和食の伝統的特徴は、コメを主食にすることと 肉を食べないことであった。日本人が肉食をするのは明治維新になって肉食禁止令が解禁され、西洋料理が移入されてから後のことである。

 肉食が長く禁止されていたことは仏教信仰と深い関わりがある。奈良朝、欽明天皇の13年、西暦552年、仏教が百済より伝来して以来、歴代の天皇は仏教に深く帰依し、法隆寺、四天王寺、東大寺を始めとして多くの寺院を建立して仏教と僧侶を保護した。

 そして、天武天皇の4年、675年には殺生を禁じる仏教戒律を守るために、人民に殺生、肉食を禁じる詔が公布された。4月から9月までは牛、馬、犬、猿、鶏を殺して食べてはならないという命令である。その後も、殺生禁止の詔は繰り返して発布され、中でも聖武天皇は3年間、全ての禽獣を殺すことがないように命じている。しかし、民衆の多くは仏教の殺生戒律を知らなかったから、狩猟、漁労を全面的に禁止することは徹底しなかったらしい。

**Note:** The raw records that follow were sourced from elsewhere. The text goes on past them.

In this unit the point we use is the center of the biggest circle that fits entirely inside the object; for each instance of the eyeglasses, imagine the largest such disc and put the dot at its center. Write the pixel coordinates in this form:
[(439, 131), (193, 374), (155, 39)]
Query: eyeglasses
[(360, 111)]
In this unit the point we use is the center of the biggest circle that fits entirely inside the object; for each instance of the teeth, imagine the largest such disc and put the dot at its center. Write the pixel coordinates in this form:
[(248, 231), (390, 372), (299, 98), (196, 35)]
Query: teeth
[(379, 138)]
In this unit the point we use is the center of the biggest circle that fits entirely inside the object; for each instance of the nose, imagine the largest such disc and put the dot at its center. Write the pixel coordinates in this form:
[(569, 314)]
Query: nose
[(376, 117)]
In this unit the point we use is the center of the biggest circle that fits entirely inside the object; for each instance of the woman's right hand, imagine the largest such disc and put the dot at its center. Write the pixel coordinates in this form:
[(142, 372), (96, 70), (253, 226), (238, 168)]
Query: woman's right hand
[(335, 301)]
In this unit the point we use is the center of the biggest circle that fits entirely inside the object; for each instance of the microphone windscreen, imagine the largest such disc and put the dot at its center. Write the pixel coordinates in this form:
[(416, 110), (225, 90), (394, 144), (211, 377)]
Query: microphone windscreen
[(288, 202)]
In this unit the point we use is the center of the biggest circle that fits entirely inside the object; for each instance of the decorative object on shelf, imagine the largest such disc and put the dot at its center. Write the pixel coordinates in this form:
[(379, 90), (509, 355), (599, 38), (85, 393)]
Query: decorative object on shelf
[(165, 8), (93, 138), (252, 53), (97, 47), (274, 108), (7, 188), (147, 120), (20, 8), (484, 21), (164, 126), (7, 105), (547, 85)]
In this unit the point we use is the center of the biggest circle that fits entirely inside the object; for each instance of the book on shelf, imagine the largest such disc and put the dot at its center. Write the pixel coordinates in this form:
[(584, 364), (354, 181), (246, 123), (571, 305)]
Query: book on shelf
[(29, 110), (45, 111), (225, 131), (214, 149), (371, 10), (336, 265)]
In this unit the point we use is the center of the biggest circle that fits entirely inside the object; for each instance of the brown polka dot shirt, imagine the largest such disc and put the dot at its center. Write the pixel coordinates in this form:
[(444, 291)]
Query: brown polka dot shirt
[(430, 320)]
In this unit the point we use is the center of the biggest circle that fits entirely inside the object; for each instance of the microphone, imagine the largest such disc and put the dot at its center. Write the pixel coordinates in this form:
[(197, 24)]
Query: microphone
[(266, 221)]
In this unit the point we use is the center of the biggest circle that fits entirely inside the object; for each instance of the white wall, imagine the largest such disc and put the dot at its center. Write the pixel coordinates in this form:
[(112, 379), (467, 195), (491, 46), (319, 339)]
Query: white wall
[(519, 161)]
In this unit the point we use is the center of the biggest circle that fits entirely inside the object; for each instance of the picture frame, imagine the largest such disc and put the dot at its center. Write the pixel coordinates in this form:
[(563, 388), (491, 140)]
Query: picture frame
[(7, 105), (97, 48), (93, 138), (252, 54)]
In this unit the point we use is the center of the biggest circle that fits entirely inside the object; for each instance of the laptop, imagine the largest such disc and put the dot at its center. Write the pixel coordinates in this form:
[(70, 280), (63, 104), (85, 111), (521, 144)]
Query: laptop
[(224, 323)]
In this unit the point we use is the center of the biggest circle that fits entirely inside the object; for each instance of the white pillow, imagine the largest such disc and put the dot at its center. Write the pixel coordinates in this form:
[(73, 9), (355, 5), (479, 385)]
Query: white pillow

 昔の日本人は動物の肉を全く食べていなかったのかと言えばそうではない。縄文時代には猪や鹿の肉は貴重な蛋白源であり、貝塚からは多くの動物の骨が出土する。野獣、野鳥はもとより、家畜として飼っている牛馬、豚、犬、鶏を食用にすることもあった。中世になって仏教信仰が民間に広まってからでも、野獣や野鳥を食べることは止まなかった。武士が武術修練のため狩猟を行い獲物をご馳走に使うことはごく普通のことであり、農民は農作物を荒らす鹿や猪を捕えて、その肉を体力回復のため「薬喰い」した。江戸の市中には鹿肉を「もみじ」。猪肉を「ぼたん」、あるいは「山くじら」と呼んで食べさせる店があった。

 しかし、宮中から始まった肉食の禁忌は次第に一般民衆の食生活を規制することになっていく。肉食は仏教で禁じられている行為であり、忌むべきもの、穢れたものと考える風潮が次第に広がり、特に家族同然に暮らしている牛、馬、鶏、そして卵を食べることは決してしなくなった。それと共に食用,乳用にするため多数の家畜を飼育する牧畜は地形の制約もあって育たなかった。